Las preguntas brotaban de Jack en un ininterrumpido torrente. Tereza, a quien le interesaba tanto el espectáculo como a cualquier otra mujer de Malá Strana, se acercó a ver a qué venía tanto alboroto. Dio un respingo al ver a la mujer desnuda en el despacho de su patrón y le tapó los ojos a Jack con la mano.
Gallowglass observó detenidamente los pechos de la estatua.
—Pues sí, Jack. Yo diría que tiene frío.
Aquello hizo que se ganara un coscorrón en la cabeza por parte de Tereza, quien todavía agarraba con firmeza al chiquillo, que no dejaba de retorcerse.

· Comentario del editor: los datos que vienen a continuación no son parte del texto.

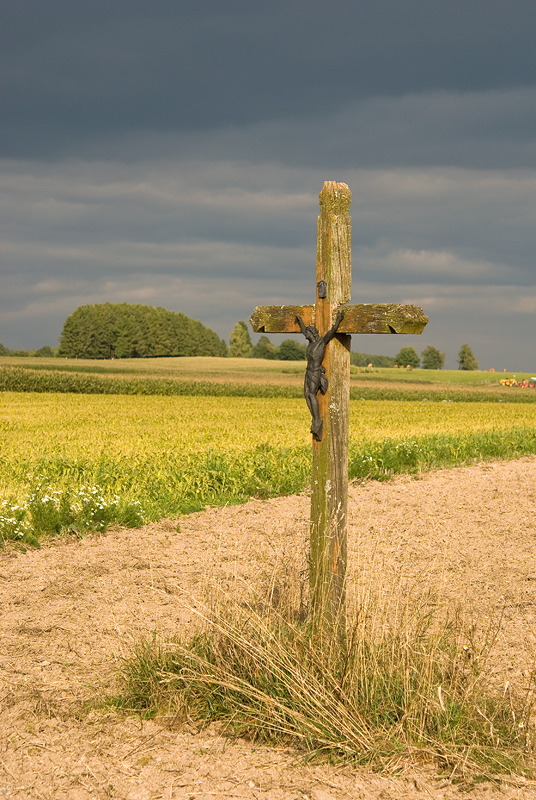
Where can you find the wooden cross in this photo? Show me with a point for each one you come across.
(329, 486)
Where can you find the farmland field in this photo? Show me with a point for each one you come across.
(146, 457)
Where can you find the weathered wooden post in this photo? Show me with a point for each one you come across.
(329, 486)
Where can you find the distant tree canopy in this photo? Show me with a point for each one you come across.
(408, 357)
(240, 341)
(364, 359)
(432, 358)
(123, 330)
(466, 359)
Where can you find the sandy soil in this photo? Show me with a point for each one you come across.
(71, 610)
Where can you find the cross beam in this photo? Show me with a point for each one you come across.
(329, 485)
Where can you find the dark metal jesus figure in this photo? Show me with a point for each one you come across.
(315, 374)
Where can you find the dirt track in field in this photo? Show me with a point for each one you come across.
(72, 609)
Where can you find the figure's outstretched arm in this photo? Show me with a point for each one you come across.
(332, 331)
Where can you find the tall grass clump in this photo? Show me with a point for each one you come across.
(408, 684)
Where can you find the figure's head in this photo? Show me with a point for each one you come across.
(311, 333)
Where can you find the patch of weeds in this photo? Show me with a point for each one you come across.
(52, 512)
(412, 687)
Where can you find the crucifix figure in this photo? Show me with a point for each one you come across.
(315, 374)
(327, 391)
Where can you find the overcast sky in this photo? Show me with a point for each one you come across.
(171, 152)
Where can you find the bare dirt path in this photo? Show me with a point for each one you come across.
(71, 610)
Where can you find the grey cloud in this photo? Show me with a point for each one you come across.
(78, 72)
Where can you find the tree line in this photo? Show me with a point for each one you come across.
(291, 350)
(124, 330)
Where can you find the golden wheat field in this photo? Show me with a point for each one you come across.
(37, 425)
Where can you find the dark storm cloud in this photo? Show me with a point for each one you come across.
(76, 72)
(171, 152)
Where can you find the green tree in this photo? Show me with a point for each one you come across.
(290, 350)
(364, 359)
(240, 342)
(432, 358)
(45, 352)
(466, 359)
(264, 349)
(408, 357)
(123, 330)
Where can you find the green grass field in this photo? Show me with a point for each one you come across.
(147, 457)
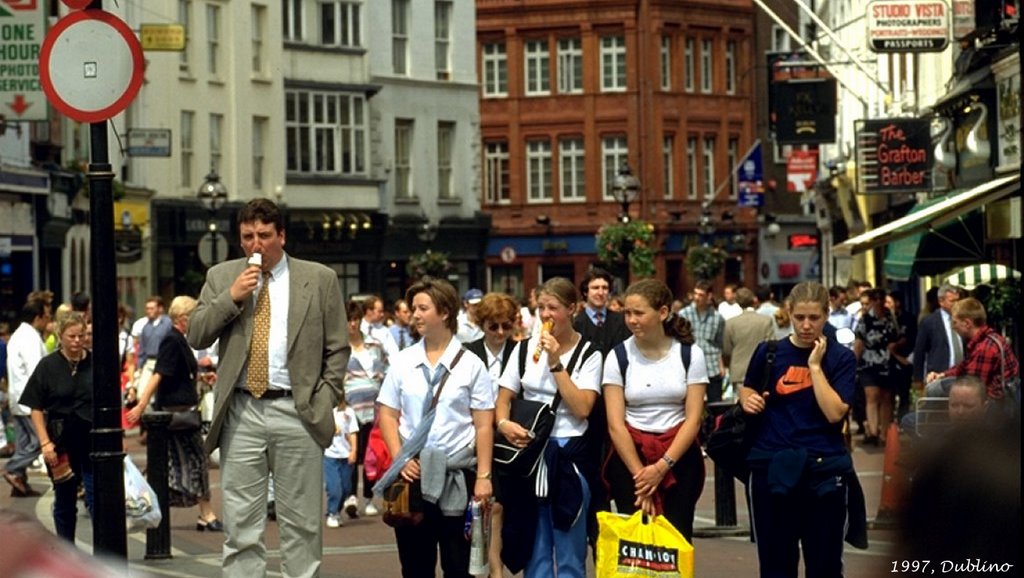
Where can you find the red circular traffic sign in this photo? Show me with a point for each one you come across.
(90, 66)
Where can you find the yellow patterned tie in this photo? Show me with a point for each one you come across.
(259, 373)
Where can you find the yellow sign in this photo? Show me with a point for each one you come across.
(163, 37)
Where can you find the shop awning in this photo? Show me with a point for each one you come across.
(984, 274)
(930, 216)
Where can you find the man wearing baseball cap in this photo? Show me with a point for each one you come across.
(468, 330)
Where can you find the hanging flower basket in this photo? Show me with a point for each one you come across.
(428, 263)
(635, 239)
(706, 262)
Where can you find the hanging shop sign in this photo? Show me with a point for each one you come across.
(894, 156)
(907, 26)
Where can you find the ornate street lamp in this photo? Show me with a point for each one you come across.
(625, 190)
(212, 194)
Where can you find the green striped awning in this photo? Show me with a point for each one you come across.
(983, 274)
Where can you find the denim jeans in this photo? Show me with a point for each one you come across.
(338, 480)
(557, 552)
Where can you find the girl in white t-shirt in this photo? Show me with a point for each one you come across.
(654, 410)
(339, 459)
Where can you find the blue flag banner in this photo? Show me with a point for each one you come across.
(750, 178)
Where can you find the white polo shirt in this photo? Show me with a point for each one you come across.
(540, 384)
(467, 388)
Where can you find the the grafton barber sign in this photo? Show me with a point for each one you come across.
(907, 26)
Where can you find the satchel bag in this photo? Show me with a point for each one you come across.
(402, 504)
(185, 420)
(732, 432)
(536, 417)
(402, 499)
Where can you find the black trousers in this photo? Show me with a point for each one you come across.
(811, 519)
(679, 501)
(419, 545)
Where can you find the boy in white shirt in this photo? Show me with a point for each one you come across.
(339, 459)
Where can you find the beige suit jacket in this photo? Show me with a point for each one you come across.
(317, 341)
(742, 333)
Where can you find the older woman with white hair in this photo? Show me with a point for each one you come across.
(174, 376)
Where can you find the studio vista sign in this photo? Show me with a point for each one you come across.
(894, 155)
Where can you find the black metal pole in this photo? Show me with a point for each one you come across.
(158, 540)
(109, 533)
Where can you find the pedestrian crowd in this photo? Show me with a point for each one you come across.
(313, 397)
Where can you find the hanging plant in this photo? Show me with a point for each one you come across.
(635, 239)
(428, 263)
(706, 262)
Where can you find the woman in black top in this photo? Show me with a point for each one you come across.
(188, 477)
(59, 393)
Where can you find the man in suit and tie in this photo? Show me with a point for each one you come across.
(284, 349)
(596, 323)
(938, 347)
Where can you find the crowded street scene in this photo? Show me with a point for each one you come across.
(353, 288)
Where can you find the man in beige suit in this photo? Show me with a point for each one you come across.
(742, 333)
(283, 358)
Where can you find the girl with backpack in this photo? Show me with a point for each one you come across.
(654, 384)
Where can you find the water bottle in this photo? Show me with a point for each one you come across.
(479, 538)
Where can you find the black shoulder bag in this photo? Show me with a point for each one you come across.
(732, 432)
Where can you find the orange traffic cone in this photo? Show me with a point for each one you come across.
(893, 481)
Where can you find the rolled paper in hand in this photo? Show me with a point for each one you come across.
(545, 329)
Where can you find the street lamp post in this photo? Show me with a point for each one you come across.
(212, 194)
(625, 190)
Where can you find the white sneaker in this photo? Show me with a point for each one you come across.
(352, 507)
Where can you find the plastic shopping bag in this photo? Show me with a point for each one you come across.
(141, 508)
(629, 545)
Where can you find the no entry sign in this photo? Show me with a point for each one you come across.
(91, 66)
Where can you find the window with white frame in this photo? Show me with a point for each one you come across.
(399, 36)
(445, 145)
(667, 162)
(688, 63)
(733, 155)
(538, 67)
(184, 16)
(340, 24)
(707, 70)
(326, 132)
(213, 40)
(258, 33)
(442, 39)
(614, 153)
(259, 151)
(612, 64)
(730, 67)
(691, 168)
(569, 66)
(539, 170)
(403, 158)
(187, 147)
(666, 63)
(496, 70)
(709, 166)
(572, 170)
(496, 171)
(216, 139)
(292, 19)
(779, 39)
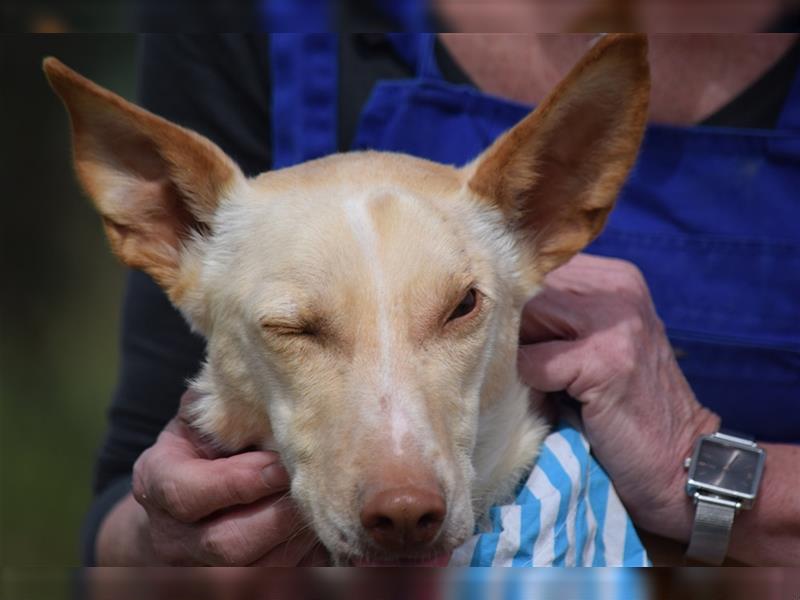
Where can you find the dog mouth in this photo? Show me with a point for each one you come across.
(430, 560)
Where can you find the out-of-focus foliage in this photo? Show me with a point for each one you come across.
(61, 292)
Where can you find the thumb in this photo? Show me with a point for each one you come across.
(549, 366)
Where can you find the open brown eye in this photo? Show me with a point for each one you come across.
(466, 306)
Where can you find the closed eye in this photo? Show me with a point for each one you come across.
(308, 330)
(468, 304)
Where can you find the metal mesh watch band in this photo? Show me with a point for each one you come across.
(711, 533)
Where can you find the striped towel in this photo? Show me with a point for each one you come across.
(566, 513)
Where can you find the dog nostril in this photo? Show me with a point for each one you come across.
(429, 520)
(404, 518)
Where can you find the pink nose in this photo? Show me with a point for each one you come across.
(403, 519)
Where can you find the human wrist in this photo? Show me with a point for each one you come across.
(670, 512)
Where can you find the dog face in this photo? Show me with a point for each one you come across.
(362, 310)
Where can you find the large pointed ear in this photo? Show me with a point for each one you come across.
(556, 174)
(155, 184)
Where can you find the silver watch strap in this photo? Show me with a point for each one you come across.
(711, 533)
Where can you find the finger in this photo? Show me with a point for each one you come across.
(550, 366)
(303, 548)
(242, 535)
(192, 488)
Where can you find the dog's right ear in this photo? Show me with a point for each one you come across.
(155, 184)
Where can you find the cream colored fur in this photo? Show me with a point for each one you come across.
(324, 290)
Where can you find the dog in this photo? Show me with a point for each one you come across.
(362, 310)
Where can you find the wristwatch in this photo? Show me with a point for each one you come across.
(724, 474)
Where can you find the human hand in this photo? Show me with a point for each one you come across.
(209, 510)
(593, 331)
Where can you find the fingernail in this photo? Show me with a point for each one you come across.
(275, 476)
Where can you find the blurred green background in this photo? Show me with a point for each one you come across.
(60, 301)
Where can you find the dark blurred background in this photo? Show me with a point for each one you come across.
(60, 299)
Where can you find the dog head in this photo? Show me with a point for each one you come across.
(362, 310)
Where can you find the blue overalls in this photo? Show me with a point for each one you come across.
(709, 215)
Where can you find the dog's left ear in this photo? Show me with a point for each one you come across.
(556, 174)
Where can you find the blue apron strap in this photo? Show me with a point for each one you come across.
(418, 51)
(304, 71)
(790, 115)
(407, 15)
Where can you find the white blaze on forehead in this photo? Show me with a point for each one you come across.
(405, 410)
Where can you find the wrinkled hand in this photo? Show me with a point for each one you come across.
(593, 331)
(219, 511)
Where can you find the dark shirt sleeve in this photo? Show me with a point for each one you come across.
(218, 86)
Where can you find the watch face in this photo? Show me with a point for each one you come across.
(727, 467)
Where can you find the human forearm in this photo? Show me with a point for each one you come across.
(123, 539)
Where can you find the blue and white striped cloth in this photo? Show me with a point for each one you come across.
(565, 514)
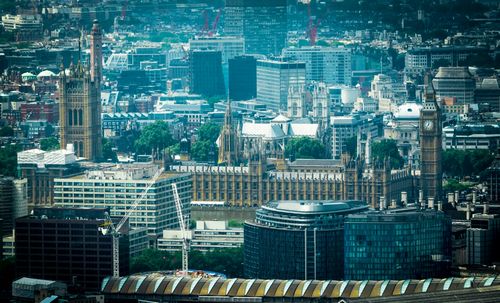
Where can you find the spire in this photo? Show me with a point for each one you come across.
(96, 52)
(229, 143)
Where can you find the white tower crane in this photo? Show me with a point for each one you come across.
(109, 228)
(186, 236)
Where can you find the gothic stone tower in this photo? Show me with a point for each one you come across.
(96, 53)
(321, 103)
(80, 112)
(229, 145)
(431, 175)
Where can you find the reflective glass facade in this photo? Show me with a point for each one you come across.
(402, 244)
(297, 240)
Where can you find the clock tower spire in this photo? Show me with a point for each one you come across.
(431, 175)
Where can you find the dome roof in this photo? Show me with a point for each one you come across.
(46, 73)
(281, 119)
(409, 110)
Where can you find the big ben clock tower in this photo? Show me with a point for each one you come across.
(431, 174)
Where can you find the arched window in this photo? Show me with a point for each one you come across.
(75, 117)
(80, 147)
(80, 116)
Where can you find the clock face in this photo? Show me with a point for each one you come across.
(428, 125)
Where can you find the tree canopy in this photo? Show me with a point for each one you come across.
(8, 160)
(209, 132)
(228, 261)
(204, 149)
(153, 137)
(200, 151)
(461, 163)
(387, 148)
(48, 144)
(305, 148)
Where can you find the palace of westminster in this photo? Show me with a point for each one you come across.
(260, 179)
(256, 178)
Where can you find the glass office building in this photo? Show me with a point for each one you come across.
(298, 240)
(397, 244)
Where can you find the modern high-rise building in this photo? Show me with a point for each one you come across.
(242, 78)
(66, 244)
(40, 168)
(205, 73)
(229, 47)
(274, 79)
(482, 239)
(324, 64)
(397, 244)
(119, 187)
(80, 103)
(263, 24)
(431, 147)
(454, 87)
(13, 202)
(298, 240)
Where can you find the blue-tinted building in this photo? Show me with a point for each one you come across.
(298, 239)
(397, 244)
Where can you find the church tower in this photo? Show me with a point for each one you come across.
(321, 103)
(229, 145)
(296, 102)
(431, 175)
(96, 53)
(80, 103)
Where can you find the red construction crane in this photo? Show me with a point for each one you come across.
(214, 25)
(124, 10)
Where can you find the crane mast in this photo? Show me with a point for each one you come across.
(109, 227)
(184, 230)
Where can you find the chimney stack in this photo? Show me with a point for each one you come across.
(486, 207)
(382, 203)
(431, 203)
(404, 198)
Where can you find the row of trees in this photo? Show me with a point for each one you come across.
(462, 163)
(228, 261)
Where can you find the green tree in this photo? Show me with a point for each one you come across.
(305, 148)
(49, 144)
(200, 150)
(228, 261)
(6, 131)
(214, 99)
(154, 137)
(8, 160)
(107, 150)
(462, 163)
(387, 148)
(209, 132)
(174, 149)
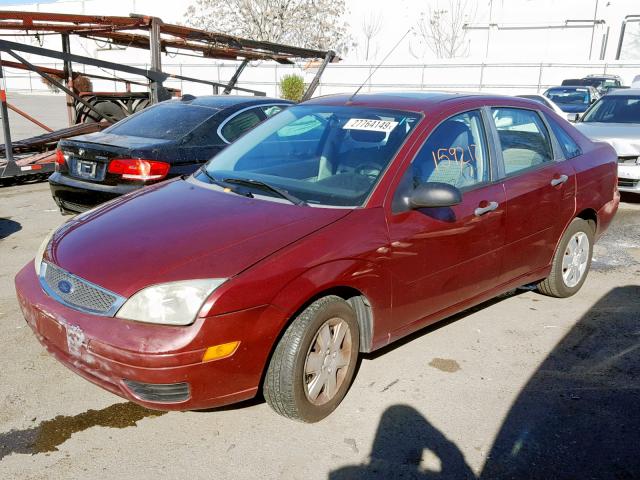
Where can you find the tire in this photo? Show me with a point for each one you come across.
(569, 270)
(310, 357)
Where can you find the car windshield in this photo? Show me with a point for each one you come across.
(168, 120)
(323, 155)
(568, 96)
(615, 109)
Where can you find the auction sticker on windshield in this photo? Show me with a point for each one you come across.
(371, 125)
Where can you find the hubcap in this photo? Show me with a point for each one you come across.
(576, 257)
(327, 361)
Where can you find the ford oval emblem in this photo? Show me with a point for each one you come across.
(65, 287)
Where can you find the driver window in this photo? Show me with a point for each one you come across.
(455, 153)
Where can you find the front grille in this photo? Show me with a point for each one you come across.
(628, 183)
(159, 392)
(78, 293)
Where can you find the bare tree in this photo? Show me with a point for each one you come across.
(303, 23)
(371, 27)
(441, 29)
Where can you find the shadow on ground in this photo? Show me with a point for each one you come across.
(577, 417)
(8, 227)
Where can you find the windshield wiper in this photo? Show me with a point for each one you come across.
(213, 179)
(265, 186)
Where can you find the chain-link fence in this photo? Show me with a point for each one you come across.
(506, 78)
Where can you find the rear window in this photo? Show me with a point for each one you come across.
(169, 120)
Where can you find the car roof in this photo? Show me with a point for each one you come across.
(629, 92)
(226, 101)
(416, 101)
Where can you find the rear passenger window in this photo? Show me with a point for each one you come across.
(523, 137)
(240, 124)
(569, 147)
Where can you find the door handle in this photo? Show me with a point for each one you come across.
(559, 180)
(489, 208)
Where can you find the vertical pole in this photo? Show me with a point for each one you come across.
(539, 78)
(593, 29)
(156, 62)
(68, 79)
(8, 146)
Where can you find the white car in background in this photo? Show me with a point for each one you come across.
(545, 101)
(615, 119)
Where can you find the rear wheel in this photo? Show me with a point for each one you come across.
(314, 362)
(571, 262)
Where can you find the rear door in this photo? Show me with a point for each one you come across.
(539, 185)
(441, 257)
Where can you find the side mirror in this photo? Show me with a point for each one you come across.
(435, 194)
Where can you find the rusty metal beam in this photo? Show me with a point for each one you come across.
(28, 117)
(58, 84)
(60, 73)
(316, 79)
(6, 45)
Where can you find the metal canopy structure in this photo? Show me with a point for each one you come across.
(137, 31)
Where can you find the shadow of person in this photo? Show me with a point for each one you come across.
(407, 446)
(579, 414)
(8, 227)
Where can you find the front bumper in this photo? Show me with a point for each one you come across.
(73, 195)
(116, 354)
(629, 178)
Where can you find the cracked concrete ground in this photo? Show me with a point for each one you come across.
(498, 392)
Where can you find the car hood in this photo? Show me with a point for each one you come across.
(623, 137)
(125, 141)
(179, 230)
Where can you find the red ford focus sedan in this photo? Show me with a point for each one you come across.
(332, 229)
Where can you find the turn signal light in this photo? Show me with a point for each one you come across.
(138, 169)
(218, 352)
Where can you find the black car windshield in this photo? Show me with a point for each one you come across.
(323, 155)
(168, 120)
(571, 96)
(615, 109)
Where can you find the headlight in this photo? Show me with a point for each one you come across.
(175, 303)
(40, 253)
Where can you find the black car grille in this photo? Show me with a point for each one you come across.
(159, 392)
(78, 293)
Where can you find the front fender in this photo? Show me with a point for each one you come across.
(365, 277)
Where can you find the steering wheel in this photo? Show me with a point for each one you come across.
(371, 170)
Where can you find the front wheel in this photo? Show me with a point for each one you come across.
(571, 261)
(313, 364)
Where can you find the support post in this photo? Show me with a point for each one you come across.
(68, 78)
(316, 80)
(6, 131)
(234, 79)
(156, 63)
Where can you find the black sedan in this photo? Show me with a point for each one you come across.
(166, 140)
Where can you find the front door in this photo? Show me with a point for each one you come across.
(441, 257)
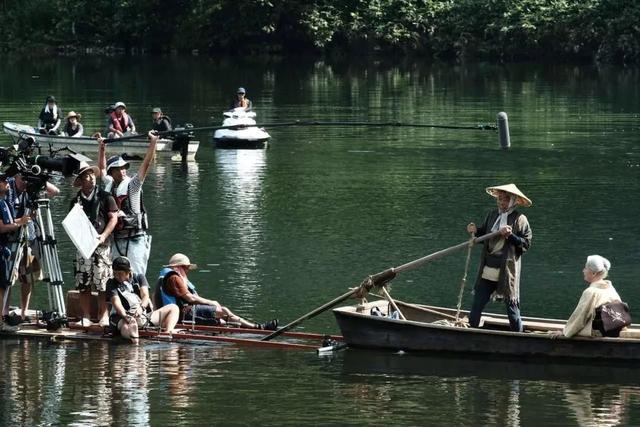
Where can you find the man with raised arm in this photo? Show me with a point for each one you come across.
(130, 237)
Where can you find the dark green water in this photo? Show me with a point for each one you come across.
(279, 232)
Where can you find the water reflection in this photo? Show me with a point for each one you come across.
(240, 182)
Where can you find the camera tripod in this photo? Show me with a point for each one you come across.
(50, 262)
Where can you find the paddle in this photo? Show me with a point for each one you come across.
(306, 123)
(379, 280)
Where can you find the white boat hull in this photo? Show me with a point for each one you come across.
(87, 145)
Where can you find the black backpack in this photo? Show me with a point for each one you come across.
(611, 318)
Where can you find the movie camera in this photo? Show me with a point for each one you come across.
(35, 169)
(26, 159)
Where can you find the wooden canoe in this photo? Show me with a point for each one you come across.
(419, 333)
(186, 334)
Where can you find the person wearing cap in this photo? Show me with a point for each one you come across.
(73, 127)
(130, 238)
(9, 226)
(161, 123)
(120, 123)
(30, 269)
(92, 274)
(131, 307)
(174, 287)
(500, 261)
(241, 100)
(50, 117)
(598, 293)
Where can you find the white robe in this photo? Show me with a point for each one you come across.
(598, 293)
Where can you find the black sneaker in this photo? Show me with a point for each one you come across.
(271, 325)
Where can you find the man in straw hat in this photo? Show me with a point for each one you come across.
(93, 273)
(175, 288)
(132, 309)
(500, 262)
(73, 127)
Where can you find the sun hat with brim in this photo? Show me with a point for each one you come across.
(521, 199)
(117, 162)
(84, 167)
(180, 260)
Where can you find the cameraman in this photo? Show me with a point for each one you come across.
(9, 226)
(130, 236)
(20, 201)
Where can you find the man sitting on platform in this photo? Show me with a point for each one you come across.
(175, 288)
(132, 309)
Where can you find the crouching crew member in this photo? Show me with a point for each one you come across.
(175, 288)
(132, 309)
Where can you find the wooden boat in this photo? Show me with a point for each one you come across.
(424, 331)
(87, 145)
(185, 334)
(244, 135)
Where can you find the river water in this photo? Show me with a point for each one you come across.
(279, 232)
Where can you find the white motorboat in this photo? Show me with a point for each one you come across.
(246, 135)
(86, 144)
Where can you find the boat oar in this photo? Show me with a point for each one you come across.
(379, 280)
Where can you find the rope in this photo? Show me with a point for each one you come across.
(464, 277)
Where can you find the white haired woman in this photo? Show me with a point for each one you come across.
(599, 292)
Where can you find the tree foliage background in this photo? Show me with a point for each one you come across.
(602, 30)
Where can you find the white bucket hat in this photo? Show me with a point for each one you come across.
(180, 260)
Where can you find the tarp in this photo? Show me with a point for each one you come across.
(81, 232)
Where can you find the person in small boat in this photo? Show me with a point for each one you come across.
(501, 258)
(241, 100)
(72, 126)
(131, 306)
(93, 273)
(9, 226)
(175, 288)
(30, 269)
(130, 237)
(599, 292)
(161, 123)
(50, 117)
(120, 123)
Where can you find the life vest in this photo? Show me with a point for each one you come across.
(117, 122)
(165, 297)
(131, 222)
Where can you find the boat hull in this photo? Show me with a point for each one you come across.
(364, 330)
(87, 145)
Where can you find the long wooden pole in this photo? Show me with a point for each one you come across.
(379, 279)
(309, 123)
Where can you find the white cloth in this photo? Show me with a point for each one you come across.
(598, 293)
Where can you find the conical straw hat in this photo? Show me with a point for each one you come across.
(511, 189)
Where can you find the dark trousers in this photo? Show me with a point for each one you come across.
(483, 292)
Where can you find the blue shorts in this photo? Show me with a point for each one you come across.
(205, 315)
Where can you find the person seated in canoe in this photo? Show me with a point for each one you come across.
(241, 101)
(586, 319)
(161, 123)
(73, 127)
(120, 123)
(501, 259)
(175, 288)
(128, 294)
(9, 226)
(50, 117)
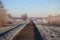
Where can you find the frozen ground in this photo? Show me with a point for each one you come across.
(49, 32)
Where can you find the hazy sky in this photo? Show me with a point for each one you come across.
(32, 7)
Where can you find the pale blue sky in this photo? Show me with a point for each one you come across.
(32, 7)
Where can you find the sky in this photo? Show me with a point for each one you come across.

—Es un autómata, Jack —dijo Matthew, levantando el artilugio. Cuando lo hizo, la cabeza del venado se abrió de golpe, dejando ver la cámara hueca que había en su interior—. Este tiene la finalidad de correr por la mesa donde cena el emperador. Cuando se detiene, la persona más cercana debe beber del cuello del ciervo. ¿Por qué no vas a mostrarle a Annie lo que hace? —le propuso el vampiro al chiquillo y, tras volver a poner la cabeza en su sitio, le tendió el objeto de incalculable valor a Gallowglass. Luego me miró muy serio—. Tenemos que hablar.
Gallowglass se llevó a Jack y a Tereza fuera de la habitación, con promesas de pretzels y patinaje.
—Estás en territorio peligroso, amor mío —dijo Matthew mientras se pasaba los dedos por el pelo, algo que siempre lo hacía parecer más guapo—. Le he asegurado a la Congregación que el hecho de presentarte como mi esposa no es más que una apropiada ficción para protegerte de acusaciones de brujería y para mantener las cazas de brujas de Berwick confinadas en Escocia.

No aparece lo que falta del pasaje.